As ILSR has long noted, PPPs can be a decidedly mixed bag. They can be good for municipalities unable or unwilling to handle the logistics or cost of a major deployment alone. At the same time, locals don’t have much or any control over the trajectory of the finished network, including pricing that can quickly creep out of the range of affordability.

Windstream and Colquitt EMC have technically been partnering since 2020, when they first announced their intent to collaborate on upgrades. The partnership came just one year after the Georgia legislature passed a new law making it easier for electrical coops to deliver fiber access to existing electricity customers.

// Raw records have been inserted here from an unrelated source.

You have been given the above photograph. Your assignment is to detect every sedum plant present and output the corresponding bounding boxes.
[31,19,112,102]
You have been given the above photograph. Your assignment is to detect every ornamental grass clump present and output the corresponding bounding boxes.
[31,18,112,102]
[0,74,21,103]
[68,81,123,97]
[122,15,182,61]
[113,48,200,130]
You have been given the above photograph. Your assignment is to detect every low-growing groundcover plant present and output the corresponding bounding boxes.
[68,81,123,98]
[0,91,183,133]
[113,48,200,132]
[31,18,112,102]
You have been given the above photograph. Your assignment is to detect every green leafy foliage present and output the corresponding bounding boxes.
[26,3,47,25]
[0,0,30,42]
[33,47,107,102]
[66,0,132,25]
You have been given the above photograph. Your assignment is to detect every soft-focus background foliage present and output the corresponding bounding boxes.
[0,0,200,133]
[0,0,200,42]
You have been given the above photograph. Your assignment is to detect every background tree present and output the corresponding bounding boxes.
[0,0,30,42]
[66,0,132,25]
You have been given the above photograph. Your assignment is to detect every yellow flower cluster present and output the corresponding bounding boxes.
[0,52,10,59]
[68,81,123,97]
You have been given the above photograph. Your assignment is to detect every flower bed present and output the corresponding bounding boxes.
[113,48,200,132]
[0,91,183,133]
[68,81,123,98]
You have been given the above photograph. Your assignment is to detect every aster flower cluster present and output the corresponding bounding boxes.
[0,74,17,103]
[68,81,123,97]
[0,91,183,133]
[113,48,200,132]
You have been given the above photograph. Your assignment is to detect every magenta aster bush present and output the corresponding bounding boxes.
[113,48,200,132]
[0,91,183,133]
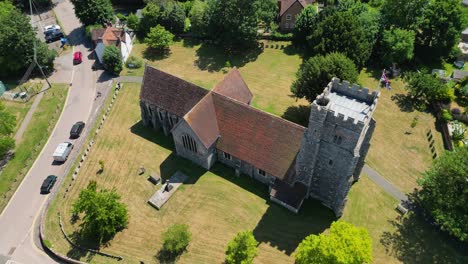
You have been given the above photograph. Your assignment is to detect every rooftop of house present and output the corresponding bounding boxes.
[91,27,126,46]
[140,66,305,179]
[278,0,315,16]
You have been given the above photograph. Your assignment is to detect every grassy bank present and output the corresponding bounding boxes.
[0,84,68,211]
[46,84,464,264]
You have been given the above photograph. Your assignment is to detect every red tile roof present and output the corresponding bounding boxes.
[91,27,126,46]
[212,93,305,179]
[140,66,208,117]
[184,93,219,148]
[213,68,253,104]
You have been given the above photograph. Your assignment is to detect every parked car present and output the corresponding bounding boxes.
[73,51,83,65]
[70,121,85,138]
[43,24,61,35]
[45,30,63,43]
[41,175,57,194]
[53,142,73,162]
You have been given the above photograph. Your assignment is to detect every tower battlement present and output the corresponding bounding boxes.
[311,78,380,132]
[327,77,380,104]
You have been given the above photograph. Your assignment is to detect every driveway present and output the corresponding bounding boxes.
[0,1,108,264]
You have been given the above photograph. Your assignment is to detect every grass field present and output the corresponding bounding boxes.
[46,84,464,264]
[122,41,307,116]
[0,84,68,211]
[359,70,444,192]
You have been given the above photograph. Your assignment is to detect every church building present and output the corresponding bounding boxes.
[140,66,379,217]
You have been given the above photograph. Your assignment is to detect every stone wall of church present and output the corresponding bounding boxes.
[217,150,275,185]
[172,120,216,170]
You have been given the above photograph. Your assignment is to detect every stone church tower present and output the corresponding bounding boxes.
[295,78,379,217]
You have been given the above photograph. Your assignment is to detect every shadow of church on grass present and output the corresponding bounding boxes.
[131,121,336,256]
[253,199,337,256]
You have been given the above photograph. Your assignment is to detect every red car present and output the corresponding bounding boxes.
[73,51,83,64]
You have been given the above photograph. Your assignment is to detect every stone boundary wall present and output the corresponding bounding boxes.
[39,82,123,264]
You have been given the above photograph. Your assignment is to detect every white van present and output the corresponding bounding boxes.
[53,142,73,162]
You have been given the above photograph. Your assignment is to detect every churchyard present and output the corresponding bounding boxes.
[46,83,464,263]
[0,84,68,211]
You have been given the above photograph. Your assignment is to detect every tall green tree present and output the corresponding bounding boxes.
[102,45,123,74]
[416,0,462,57]
[0,1,56,78]
[189,0,209,36]
[73,181,128,243]
[145,25,174,50]
[71,0,114,26]
[382,28,415,64]
[0,101,16,159]
[417,146,468,242]
[162,224,192,255]
[127,13,140,30]
[293,5,319,45]
[139,0,185,36]
[256,0,278,26]
[294,221,372,264]
[307,11,373,68]
[208,0,258,51]
[291,53,358,102]
[225,231,258,264]
[382,0,428,30]
[406,73,455,105]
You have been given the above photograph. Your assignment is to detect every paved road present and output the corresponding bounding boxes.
[362,165,408,202]
[0,1,101,263]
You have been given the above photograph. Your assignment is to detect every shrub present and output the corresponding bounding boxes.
[162,224,192,255]
[85,25,103,39]
[270,32,293,41]
[452,108,461,115]
[127,56,143,69]
[225,231,258,264]
[442,109,453,122]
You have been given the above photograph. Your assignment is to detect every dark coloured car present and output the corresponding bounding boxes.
[45,30,63,43]
[41,175,57,194]
[70,121,85,138]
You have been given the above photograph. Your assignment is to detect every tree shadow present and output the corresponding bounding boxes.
[143,47,171,61]
[391,94,415,112]
[130,120,175,151]
[281,105,310,127]
[380,213,468,264]
[253,199,336,255]
[195,43,263,72]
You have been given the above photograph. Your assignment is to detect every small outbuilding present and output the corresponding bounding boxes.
[91,27,133,63]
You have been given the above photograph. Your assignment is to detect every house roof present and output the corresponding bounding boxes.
[91,27,126,46]
[211,93,305,179]
[213,68,253,104]
[184,93,219,148]
[140,66,208,117]
[140,66,305,179]
[279,0,315,17]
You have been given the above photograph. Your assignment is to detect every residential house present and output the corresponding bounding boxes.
[140,66,379,216]
[91,27,134,63]
[278,0,316,32]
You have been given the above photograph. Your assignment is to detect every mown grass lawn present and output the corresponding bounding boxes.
[359,70,444,192]
[46,84,464,264]
[1,99,34,132]
[0,84,68,211]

“Colquitt EMC agreed to assist with make-ready and honor zero-cost pole attachments to support its members getting fiber optic internet service,” a spokesperson tells Fierce Telecom. “This also provides a smart grid for future use of the EMC.”

While the Windstream project focuses on Colquitt County, the cooperative’s service area covers seven counties in the region, including Berrien, Brooks, Colquitt, Cook, Lowndes, Tift and Worth, serving 48,000 member-owners and 72,000 electric customers.

Numerous cooperatives have been leveraging experience gleaned from the century-old efforts at rural electrification to shore up rural fiber access. In both instances, cooperatives stepped in to combat market failure, and a sustained refusal by fully private operators to deploy fiber into rural markets–often despite massive taxpayer subsidies dispersed over decades.

Colquitt County GA Courthouse

Windstream has been busy since it emerged from bankruptcy in 2020. The company says it currently has 25 public-private partnerships in Georgia alone, in addition to partnerships across Kentucky and Pennsylvania.

That said, Windstream has also at times lobbied for state bans on community owned and operated broadband networks.

And, like many entrenched regional broadband monopolies, the company’s initial failure to deploy fiber upgrades at scale are a major reason community broadband builds have become hugely popular in the first place.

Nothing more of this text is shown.